Everything is coming to a head, now. He doesn't know what Dumbledore's cryptic message means, but he knows enough to realise this will come to an end, one way or the other.

He has another job to do. He has to find Potter, tell him – everything – as long as he can get close enough to talk without the boy trying to curse him. He'd seen hatred in that boy's face, and understood it. He's so preoccupied with this; he hadn't honestly thought that Dumbledore's bizarre prediction would come true, certainly not right now, that he makes a fool's mistake and doesn't notice the Dark Lord's fixation on him until he mentions the Elder Wand and he suddenly pays rapt attention.

He's distracted from his study of Nagini, and stares into red eyes.

Now that he's looking, the Dark Lord's face is radiating danger.

This is it. He doesn't have time for this, he needs to find Potter –

The Dark Lord is saying, "…The Elder Wand belongs to the wizard who killed its last owner. You killed Albus Dumbledore. While you live, Severus, the Elder Wand cannot be truly mine."
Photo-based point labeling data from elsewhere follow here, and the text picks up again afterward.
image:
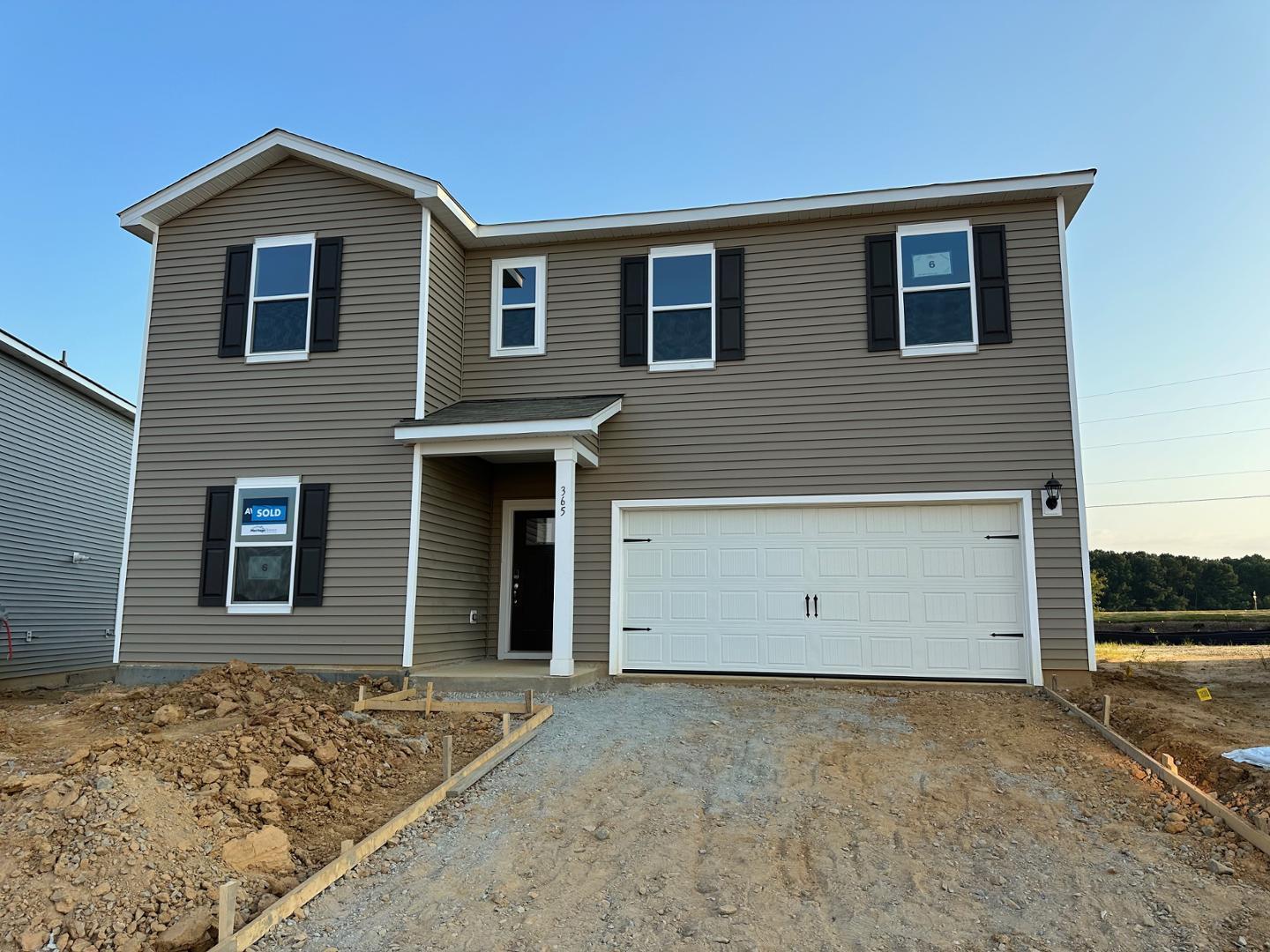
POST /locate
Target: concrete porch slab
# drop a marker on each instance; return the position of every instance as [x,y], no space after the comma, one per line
[492,675]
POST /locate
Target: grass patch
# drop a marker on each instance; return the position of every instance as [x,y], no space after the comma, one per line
[1261,616]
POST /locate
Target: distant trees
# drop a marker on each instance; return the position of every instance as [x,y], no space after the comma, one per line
[1140,582]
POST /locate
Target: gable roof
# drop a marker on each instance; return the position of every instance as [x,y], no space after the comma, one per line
[38,361]
[144,217]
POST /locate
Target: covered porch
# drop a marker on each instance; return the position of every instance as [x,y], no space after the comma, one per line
[521,456]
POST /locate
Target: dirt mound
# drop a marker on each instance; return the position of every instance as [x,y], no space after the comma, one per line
[122,811]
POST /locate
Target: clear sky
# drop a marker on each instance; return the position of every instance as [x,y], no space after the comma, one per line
[560,109]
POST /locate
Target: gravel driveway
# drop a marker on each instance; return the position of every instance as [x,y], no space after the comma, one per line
[799,818]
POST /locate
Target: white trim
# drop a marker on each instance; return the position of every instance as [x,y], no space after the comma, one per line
[504,571]
[421,391]
[1021,498]
[132,460]
[251,301]
[512,444]
[412,562]
[497,308]
[569,427]
[77,381]
[696,363]
[564,504]
[250,482]
[938,227]
[1076,435]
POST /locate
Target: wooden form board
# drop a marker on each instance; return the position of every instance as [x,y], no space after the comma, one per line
[1177,782]
[308,890]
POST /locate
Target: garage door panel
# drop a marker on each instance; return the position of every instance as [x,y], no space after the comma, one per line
[909,591]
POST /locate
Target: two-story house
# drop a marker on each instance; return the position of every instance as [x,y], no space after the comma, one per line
[814,435]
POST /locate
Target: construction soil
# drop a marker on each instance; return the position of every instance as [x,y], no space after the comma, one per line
[804,818]
[1154,703]
[122,810]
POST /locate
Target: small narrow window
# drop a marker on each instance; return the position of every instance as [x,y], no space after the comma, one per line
[937,305]
[263,545]
[519,323]
[282,285]
[681,317]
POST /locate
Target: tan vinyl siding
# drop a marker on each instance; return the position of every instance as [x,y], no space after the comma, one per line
[444,320]
[453,560]
[207,420]
[810,410]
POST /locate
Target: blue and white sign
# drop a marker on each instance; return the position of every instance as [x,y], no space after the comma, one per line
[265,517]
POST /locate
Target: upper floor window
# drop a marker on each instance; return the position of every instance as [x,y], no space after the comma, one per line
[282,280]
[681,317]
[519,312]
[938,300]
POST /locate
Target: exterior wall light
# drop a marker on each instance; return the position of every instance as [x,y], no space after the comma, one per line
[1053,498]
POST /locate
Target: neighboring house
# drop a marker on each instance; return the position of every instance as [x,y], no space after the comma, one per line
[790,437]
[65,446]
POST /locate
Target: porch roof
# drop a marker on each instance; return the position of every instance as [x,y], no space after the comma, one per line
[519,428]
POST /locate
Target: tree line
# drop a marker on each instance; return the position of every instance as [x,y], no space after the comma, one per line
[1142,582]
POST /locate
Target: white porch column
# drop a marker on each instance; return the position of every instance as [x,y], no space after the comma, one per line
[562,607]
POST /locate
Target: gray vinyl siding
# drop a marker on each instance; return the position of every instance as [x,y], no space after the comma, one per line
[207,420]
[810,410]
[64,485]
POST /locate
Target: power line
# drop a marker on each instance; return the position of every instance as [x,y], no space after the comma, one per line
[1177,383]
[1175,502]
[1169,439]
[1192,476]
[1181,410]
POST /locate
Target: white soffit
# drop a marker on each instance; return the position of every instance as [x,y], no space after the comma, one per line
[272,147]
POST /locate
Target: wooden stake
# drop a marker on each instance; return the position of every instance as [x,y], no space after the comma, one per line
[323,879]
[228,911]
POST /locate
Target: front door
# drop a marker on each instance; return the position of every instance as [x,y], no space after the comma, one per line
[533,580]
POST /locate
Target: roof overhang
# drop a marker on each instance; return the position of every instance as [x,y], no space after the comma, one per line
[25,353]
[145,217]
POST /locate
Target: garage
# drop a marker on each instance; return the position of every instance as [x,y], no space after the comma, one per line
[932,589]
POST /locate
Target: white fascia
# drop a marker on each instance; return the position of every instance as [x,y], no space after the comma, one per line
[571,427]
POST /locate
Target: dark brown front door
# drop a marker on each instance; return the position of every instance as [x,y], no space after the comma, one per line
[533,580]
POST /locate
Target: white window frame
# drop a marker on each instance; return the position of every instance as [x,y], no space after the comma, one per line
[540,308]
[256,482]
[958,346]
[282,242]
[698,363]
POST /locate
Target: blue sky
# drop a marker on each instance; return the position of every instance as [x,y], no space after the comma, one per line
[564,109]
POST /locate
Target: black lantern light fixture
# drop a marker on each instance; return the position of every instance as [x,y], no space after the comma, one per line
[1053,496]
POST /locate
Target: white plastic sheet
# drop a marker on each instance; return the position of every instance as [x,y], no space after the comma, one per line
[1258,756]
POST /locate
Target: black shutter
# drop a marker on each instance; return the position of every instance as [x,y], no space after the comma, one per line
[882,290]
[238,288]
[217,524]
[325,331]
[730,303]
[992,283]
[311,544]
[634,311]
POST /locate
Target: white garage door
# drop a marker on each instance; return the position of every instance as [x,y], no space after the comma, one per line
[895,591]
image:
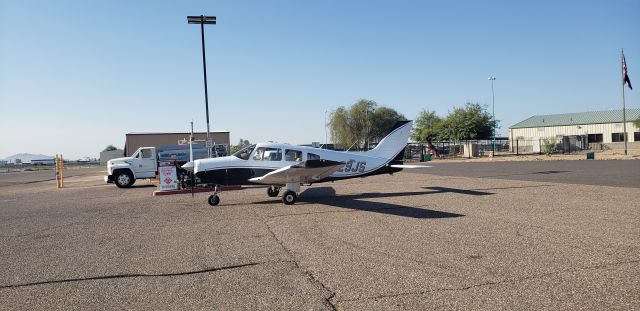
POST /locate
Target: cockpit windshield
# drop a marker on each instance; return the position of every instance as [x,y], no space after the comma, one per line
[245,152]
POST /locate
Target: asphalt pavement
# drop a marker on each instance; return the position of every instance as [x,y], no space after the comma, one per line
[431,239]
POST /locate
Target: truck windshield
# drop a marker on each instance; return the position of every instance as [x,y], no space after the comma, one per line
[245,152]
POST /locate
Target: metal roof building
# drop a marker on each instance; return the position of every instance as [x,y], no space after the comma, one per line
[137,140]
[602,127]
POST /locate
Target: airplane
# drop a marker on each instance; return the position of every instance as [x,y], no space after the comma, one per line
[287,167]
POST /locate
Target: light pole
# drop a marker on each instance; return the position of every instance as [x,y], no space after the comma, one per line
[204,20]
[493,108]
[325,129]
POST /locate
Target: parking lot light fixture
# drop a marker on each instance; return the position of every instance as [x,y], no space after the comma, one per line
[202,20]
[493,108]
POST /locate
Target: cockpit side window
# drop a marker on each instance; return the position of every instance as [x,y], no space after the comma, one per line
[268,154]
[292,155]
[245,152]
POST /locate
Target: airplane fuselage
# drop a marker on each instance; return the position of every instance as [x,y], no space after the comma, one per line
[263,158]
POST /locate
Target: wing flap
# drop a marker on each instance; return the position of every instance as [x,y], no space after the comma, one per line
[304,172]
[410,166]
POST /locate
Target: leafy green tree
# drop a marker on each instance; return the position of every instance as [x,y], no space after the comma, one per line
[110,148]
[362,123]
[241,144]
[470,122]
[426,129]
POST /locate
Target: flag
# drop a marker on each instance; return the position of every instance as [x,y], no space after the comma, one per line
[625,75]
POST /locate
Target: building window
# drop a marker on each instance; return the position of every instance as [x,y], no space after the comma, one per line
[617,137]
[594,138]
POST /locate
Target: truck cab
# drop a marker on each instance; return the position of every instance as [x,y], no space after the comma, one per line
[141,164]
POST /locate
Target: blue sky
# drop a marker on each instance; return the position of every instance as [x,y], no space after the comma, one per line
[76,76]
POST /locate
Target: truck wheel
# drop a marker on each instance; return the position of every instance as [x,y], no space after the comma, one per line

The implication isn't lost on him. Dread coils in Snape's stomach. It isn't self-preservation; it's that he hasn't completed his last task yet, the one thing that can really lead to an end of this war...

"My Lord!" he says again, because there are no words that can save him. The Dark Lord doesn't have mercy, even for his own servants.

"It cannot be any other way. I must master the wand, Severus. Master the wand, and I master Potter at last."

For the first time in seventeen years, he's truly afraid. For himself, for the world, for the plan that's going awry right this minute… now his role is to roll over and die, die a traitor and a killer and with a secret on his lips that he has to pass on… The same role Potter has to play and doesn't know about yet, and for the first time he feels a stirring of sympathy but it's a bit late…

He hears a hiss, and doesn't need to understand it to know what's going to happen. Then Nagini lunges at him and all he feels is pain and the Dark Lord turns his back and is leaving without so much as a backwards glance and this is it he's failed they've failed and suddenly a face materialises in front of him and his eyes widen and –

He breathes, and sanity returns for a fleeting moment.

He's staring at green eyes in a too familiar face. He looks shell-shocked and not one trace of hate remains in his face, the sentimental fool (if it wasn't Snape, this could get him killed). But here… this is perfect, he grabs hold of Potter as if it will anchor him to life for a little longer, and he forces some thoughts to the front of his mind, and beyond…

"Take it," he croaks. "Take it."

For a moment, he thinks the boy doesn't understand, but for once Granger steps up and does something useful.

It isn't the way Snape planned it, but they don't have time to talk. This is the only option.

"Look at me," he whispers. (Look at what I have done, what you have done. Let me see…) Potter doesn't protest. With the boy's look of reluctant sympathy, he stares into those eyes in a face that, finally, reminds him of Lily for one last time.